C'est d'abord une immense et légitime émotion qui fait se lever tout l'auditoire de la grande salle Pierre Boulez dès que la frêle silhouette de Daniel Barenboim apparaît à gauche de la scène où l'attendent l'Orchestre de Paris et son nouveau premier violon solo, Sarah Nemtanu. Une chaise haute a été positionnée à côté du podium du chef, mais celui-ci, après s'être avancé à pas comptés, n'en aura pas besoin, se tenant droit, un peu figé, face à des musiciens qui, pour la très grande majorité, n'ont jamais joué sous sa direction.
Barenboim pour ce retour, qui sonne en même temps comme un adieu à l'Orchestre de Paris, a choisi deux symphonies de Beethoven. Le maestro n'a jamais eu la réputation d'être un grand chef beethovénien – si tant est que ce concept ait une quelconque validité ! – mais que ce soit avec la Staatskapelle de Berlin ou avec le West-Eastern Divan Orchestra, il s'est régulièrement confronté au corpus des neuf symphonies de Beethoven.
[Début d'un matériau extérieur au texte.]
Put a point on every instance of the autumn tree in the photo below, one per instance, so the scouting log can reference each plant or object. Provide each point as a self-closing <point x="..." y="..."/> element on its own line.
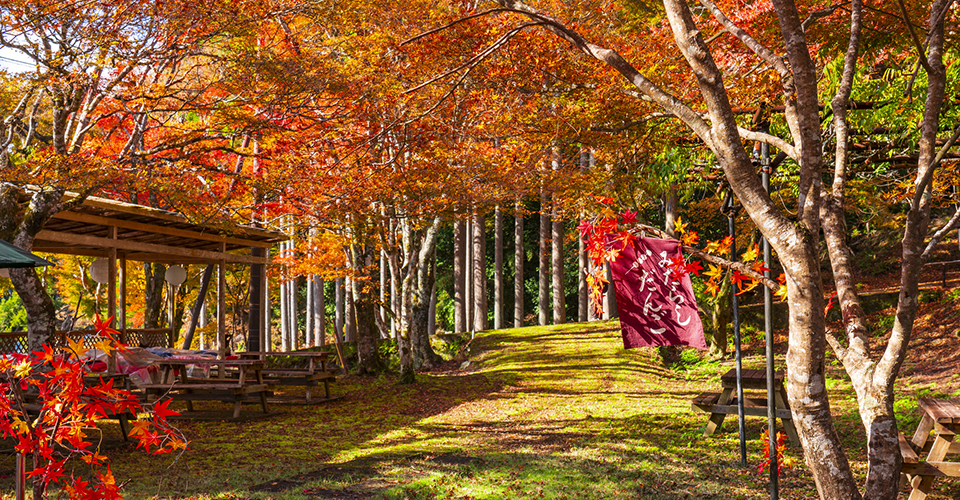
<point x="790" y="54"/>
Celles-ci ont l'avantage de supporter toutes les interprétations pour peu qu'il y ait une vision, une direction, une pensée et, ajoutons dans le cas de Barenboim, chef et pianiste, une science de la partition.

La promenade à laquelle Barenboim va nous convier n'est sans doute pas celle du jeune homme tout empli d'impressions joyeuses – comme le suggère le titre du premier mouvement de la Symphonie « Pastorale » – mais plutôt celle de l'homme recru d'épreuves qui parcourt une dernière fois les chemins heureux de sa vie. Les tempos sont alentis – comme l'étaient ceux de Klemperer au soir de sa carrière – mais pourtant rien ne traîne, ne s'étale, alors que les musiciens de l'Orchestre de Paris jouent dans la plénitude de leur sonorité.
Barenboim évidemment dirige par cœur, semblant parfois comme étonné par la beauté, la cohésion que lui offrent ses partenaires de jeu. L'orage du quatrième mouvement n'est pas le plus spectaculaire qui soit, il est plus évocation que restitution, mais il procède avec naturel de la fête paysanne qui précède et il conduit surtout à un dernier mouvement qu'on ne peut s'empêcher de percevoir comme une action de grâce du chef lui-même envers tous ceux qu'il a croisés durant une si longue carrière. Bouleversant !
En seconde partie, la Septième Symphonie ne repose pas sur les mêmes enjeux. Pas de « programme » contrairement à la Pastorale, sauf cette « apothéose de la danse » qu'y voyait Wagner. Comme si le concert avait une vertu régénératrice, euphorisante sur le vieux chef, Daniel Barenboim va la diriger d'une traite, enchaînant les quatre mouvements, comme les quatre volets d'un même élan, d'une même force vitale. De nouveau, on pourrait imaginer tempos plus alertes, en particulier dans le premier et surtout le dernier mouvement, dirigés par certains chefs comme une inexorable course de vitesse. Et pourtant, Barenboim et ses musiciens en état de grâce nous livrent une vision organique, d'une densité incroyablement creusée. L'ineffable sourire qui se lit sur le visage du chef, qui paraît soudain rajeuni, la reconnaissance prolongée que lui témoignent musiciens et public debout, concluent un moment d'histoire qu'on n'est pas près d'oublier.